The new marketing strategies were promptly injected into postwar politics. The first of the consciously mass-marketed presidential campaigns was Dwight Eisenhower's 1952 race. "You sell your candidates and your programs the way a business sells its products," Republican Party Chairman Leonard Hall said. By 1960, John F. Kennedy's campaign managers were testing targeted messages with great effect. The other techniques of differential marketing followed: direct-mail solicitation, code phrases and precisely focused polling, as political managers learned to construct not publics but political market shares, assembled as amalgams of precisely targeted fractions.

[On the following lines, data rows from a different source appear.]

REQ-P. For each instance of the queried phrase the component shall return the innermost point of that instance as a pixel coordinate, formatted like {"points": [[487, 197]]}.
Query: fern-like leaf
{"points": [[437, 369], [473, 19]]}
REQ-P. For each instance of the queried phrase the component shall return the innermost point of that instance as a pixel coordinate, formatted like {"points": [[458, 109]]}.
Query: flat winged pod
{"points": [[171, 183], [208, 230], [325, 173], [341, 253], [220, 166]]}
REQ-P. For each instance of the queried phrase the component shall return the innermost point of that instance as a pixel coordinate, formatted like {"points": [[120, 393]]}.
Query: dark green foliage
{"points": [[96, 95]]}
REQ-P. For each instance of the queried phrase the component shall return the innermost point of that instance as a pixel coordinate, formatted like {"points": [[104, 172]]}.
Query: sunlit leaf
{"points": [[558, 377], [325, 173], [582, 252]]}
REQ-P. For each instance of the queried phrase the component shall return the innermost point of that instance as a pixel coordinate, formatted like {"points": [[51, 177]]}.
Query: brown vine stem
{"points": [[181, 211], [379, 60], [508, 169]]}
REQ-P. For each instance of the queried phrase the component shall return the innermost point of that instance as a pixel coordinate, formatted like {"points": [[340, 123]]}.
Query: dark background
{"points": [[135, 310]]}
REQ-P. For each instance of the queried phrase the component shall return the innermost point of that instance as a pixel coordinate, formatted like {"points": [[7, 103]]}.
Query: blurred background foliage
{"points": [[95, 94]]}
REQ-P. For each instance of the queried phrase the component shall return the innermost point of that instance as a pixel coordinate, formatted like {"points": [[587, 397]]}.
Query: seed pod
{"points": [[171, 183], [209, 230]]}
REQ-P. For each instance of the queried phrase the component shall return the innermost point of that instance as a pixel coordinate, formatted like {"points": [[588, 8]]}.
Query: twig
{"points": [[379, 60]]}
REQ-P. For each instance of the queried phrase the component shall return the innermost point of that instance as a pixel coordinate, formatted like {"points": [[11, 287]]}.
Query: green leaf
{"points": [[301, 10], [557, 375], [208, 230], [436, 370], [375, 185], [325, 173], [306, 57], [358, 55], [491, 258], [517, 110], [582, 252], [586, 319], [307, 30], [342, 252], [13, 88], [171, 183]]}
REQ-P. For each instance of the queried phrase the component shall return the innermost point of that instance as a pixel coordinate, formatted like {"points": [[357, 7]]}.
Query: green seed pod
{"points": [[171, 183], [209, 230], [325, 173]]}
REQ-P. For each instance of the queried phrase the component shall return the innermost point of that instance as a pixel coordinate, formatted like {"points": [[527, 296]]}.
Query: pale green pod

The myth of the "good years" after the "good war" will not die easily, and perhaps it shouldn't. Looking back from the New Gilded Age as it rolls into its third decade of wealth reconcentration, it is hard to resist a certain nostalgia for the postwar dream of democratizing goods, in which boosting ordinary families' purchasing power was a prime goal of the republic. It certainly seems archaic now, in the hegemony of trickle-down economic policy.
In showing how the promise of a democracy of goods was undermined by the practice and politics of segmentation, Cohen has written a sobering book -- and an essential one.